For too many years, Prudence Aldrich has been numbing the pain in her life with random sexual encounters. Her marriage to cold, self-centered Nick is, not surprisingly, on the rocks. But after several dangerous experiences with strangers, Prudence finally realizes that she needs therapy to stop her self-destructive behavior, and so she checks into the Serenity Hills rehab center.
Prudence blames herself for her irresponsible behavior and is filled with self-loathing. She’s convinced she’s totally at fault for Nick’s manipulative attitude and that, with therapy, she can return their relationship to its idyllic beginning. However, her therapist and the other members of her rehab group see the person behind the pain. As Prudence learns more about herself and the reasons for her behavior—including startling revelations about her childhood—she begins to understand the basis for her lack of sexual self-respect. She also learns that she’s not entirely to blame for the failure of her marriage. With the positive reinforcement from everyone at Serenity Hills, Prudence learns not to define herself by her past. But moving forward would mean letting go of Nick for good—and Prudence isn’t sure she can.
Prudence Aldrich doesn’t know how she got to this point or what to do about it, but she is determined to try. Prue’s behavior isn’t normal, but sex with random men helps bury the pain from her childhood and her marriage to Nick. A therapist encourages Prue to attend a weekend retreat to deal with her unresolved childhood trauma. At the retreat, the leader diagnoses Prue as a sex addict. She advises Prue to check into a five-week treatment program. At first, Prue resists going to rehab, not ready to stop her current lifestyle or face the dark memories from her childhood.
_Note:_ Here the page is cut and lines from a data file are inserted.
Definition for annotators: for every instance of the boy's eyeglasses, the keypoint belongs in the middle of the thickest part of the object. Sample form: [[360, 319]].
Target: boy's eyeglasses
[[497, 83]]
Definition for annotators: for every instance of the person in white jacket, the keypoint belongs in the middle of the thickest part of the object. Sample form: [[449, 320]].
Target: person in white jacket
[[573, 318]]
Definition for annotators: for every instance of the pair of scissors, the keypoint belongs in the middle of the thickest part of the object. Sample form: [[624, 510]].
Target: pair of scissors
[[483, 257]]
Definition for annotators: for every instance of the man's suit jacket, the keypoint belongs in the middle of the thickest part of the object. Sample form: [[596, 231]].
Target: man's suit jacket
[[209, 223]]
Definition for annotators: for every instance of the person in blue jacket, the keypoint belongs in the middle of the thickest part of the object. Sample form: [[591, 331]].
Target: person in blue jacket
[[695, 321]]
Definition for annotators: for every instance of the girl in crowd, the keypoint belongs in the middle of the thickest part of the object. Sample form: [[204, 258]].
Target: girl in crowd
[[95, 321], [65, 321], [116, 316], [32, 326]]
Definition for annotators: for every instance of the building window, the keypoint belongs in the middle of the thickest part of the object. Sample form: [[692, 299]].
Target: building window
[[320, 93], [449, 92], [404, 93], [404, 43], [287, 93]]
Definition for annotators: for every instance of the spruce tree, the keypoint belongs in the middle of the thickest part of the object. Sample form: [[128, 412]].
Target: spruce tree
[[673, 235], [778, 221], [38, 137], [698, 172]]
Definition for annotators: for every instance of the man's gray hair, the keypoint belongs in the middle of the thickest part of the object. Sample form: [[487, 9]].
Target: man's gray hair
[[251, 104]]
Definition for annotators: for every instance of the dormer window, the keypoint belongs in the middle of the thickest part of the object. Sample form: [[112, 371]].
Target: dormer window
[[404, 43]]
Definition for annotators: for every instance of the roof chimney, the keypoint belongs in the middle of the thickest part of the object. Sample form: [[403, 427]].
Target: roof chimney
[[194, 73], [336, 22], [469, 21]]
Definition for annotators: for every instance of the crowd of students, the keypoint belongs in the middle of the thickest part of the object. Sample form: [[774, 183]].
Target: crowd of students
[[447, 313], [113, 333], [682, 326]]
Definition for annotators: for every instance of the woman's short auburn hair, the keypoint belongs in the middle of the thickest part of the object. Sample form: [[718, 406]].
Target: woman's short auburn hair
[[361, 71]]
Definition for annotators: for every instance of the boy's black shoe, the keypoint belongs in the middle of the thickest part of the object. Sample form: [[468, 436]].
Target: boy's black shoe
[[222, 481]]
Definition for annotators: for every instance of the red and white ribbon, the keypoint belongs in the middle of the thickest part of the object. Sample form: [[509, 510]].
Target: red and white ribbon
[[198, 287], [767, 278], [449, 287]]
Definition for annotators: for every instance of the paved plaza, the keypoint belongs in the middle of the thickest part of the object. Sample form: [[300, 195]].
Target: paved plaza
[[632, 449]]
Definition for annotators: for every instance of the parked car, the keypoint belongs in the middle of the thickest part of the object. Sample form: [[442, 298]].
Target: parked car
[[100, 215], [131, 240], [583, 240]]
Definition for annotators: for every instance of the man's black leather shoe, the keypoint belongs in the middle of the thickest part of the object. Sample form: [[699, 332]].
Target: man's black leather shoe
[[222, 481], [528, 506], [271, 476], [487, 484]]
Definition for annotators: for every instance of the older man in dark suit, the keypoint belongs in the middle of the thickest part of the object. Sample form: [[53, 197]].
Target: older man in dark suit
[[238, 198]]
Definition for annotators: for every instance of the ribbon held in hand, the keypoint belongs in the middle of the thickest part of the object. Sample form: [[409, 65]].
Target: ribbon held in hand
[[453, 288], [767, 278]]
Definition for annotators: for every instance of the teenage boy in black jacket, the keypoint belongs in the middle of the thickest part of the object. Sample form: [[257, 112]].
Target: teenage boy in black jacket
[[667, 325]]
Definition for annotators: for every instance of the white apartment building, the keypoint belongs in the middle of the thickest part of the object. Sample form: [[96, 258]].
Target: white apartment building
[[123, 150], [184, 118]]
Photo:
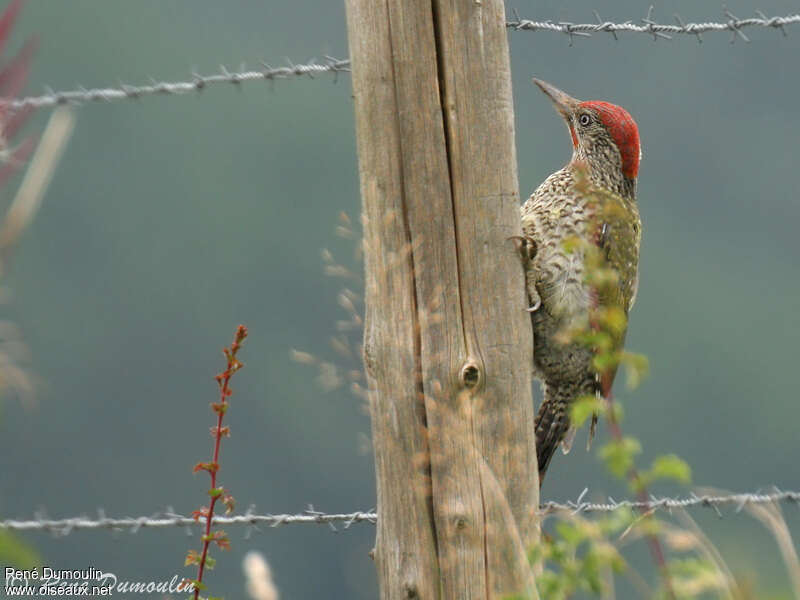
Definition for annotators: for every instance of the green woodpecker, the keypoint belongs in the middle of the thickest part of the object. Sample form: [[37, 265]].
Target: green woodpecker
[[604, 164]]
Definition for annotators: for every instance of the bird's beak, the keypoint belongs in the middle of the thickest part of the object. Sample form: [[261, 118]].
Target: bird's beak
[[565, 104]]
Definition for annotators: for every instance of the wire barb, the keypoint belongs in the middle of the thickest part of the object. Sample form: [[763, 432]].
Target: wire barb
[[198, 83], [649, 26]]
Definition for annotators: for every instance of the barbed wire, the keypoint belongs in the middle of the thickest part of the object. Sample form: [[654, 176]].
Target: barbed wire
[[197, 84], [345, 520], [648, 26]]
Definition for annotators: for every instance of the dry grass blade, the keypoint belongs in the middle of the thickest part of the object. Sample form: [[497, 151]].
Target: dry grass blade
[[37, 178]]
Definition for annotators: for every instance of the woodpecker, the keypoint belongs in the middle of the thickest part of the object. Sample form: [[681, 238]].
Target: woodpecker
[[605, 157]]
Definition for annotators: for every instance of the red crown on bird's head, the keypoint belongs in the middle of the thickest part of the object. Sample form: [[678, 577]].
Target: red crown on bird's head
[[623, 130]]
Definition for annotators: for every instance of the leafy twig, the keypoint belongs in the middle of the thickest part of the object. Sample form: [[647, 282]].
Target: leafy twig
[[202, 559]]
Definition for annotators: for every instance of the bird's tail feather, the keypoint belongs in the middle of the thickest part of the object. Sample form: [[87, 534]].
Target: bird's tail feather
[[552, 422]]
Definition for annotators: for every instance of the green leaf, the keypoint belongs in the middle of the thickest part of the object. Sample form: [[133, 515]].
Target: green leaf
[[583, 408], [618, 455], [670, 466], [15, 552]]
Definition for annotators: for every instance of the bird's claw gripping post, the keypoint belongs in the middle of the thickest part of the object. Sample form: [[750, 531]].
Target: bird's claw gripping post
[[526, 247]]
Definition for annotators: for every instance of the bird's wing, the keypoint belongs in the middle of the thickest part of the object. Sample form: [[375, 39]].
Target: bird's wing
[[618, 234]]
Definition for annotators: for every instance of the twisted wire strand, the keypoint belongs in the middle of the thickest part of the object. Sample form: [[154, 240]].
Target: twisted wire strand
[[648, 26], [345, 520], [197, 84]]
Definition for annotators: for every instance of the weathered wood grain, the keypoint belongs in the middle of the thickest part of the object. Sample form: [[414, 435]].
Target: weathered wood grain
[[447, 342]]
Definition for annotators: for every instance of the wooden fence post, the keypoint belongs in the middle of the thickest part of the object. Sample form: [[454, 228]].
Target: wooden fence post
[[448, 346]]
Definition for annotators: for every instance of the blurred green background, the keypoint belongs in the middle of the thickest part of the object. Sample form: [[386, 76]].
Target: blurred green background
[[172, 219]]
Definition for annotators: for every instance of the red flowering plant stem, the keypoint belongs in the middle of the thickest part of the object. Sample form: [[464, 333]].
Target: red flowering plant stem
[[202, 558], [13, 75]]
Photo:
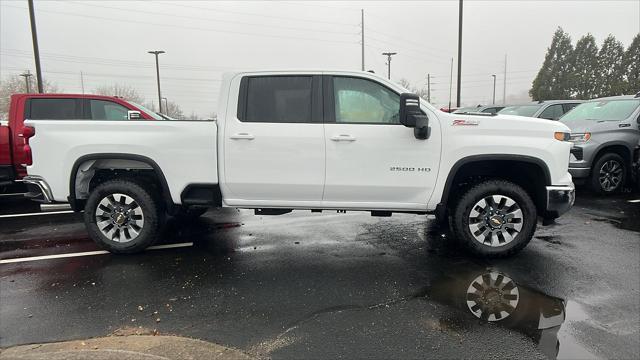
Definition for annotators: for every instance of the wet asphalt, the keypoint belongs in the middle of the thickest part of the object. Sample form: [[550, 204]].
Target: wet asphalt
[[332, 285]]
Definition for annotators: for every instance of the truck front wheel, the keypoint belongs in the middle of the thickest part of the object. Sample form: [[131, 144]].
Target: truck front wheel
[[122, 217], [495, 218]]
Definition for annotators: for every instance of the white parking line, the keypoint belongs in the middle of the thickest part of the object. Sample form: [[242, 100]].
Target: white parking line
[[37, 214], [87, 253]]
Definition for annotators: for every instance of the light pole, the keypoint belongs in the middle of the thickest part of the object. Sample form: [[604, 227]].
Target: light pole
[[459, 52], [389, 55], [156, 53], [166, 105], [27, 79], [36, 49], [494, 89]]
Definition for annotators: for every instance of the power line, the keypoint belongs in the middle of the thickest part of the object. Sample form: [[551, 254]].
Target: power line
[[166, 25], [209, 19]]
Nick is handsome, funny, and intelligent when Prue marries him. After a few happy years, Nick starts drinking again. Soon, he becomes an angry alcoholic, making her crazy. Prue decides to separate from Nick. She can’t take the silent treatment and stink-eye anymore. When Prue asks Nick if he loves her, he merely says, “I fuck you, don’t I?” Prudence sees herself as the bad seed in the marriage, but perhaps Nick has manipulated her into believing this, so his bad behavior will go unnoticed. At the time of their separation, Prudence learns that Nick has driven the family business into the ground, leaving her and her son penniless. The financial stress is unbearable. Prudence does what she has to in order to survive. She sells all of her family heirlooms, dates wealthy men, and finally resorts to selling her body for money. Prudence avoids the real reason she disregards her physical self with unsavory men. She must face her childhood demons to lead a healthy life and get Nick back. After a few scary encounters with random men, Prudence checks into rehab to get the help she needs.
While in rehab, Prudence develops a deep connection with Mike, the evening counselor. He’s pivotal in helping her understand her toxic marriage and Nick’s unwillingness to change. Other patients help Prudence see she’s not the disgusting, hateful person she thinks she is. They find Prue to be inspiring, brave, and someone who uplifts the other patients. When Nick and their son, Christian, visit for Family Week, Nick resorts to his cold, manipulative behavior, including having sex with Prudence. In rehab, Prue’s low self-esteem lifts. In the final scene, Prudence rides with her Serenity Hills driver, heading back to the airport. Prue realizes she can’t go back to Nick because she’s moved to a place of healing and he’s resistant to getting sober and changing. Prior to rehab, Prue sees herself as a repulsive, disgusting, sick person. After learning how other patients view her, she realizes she’s a good person deserving of love and respect. Prue is strong and empowered and ready to live a happy life without Nick.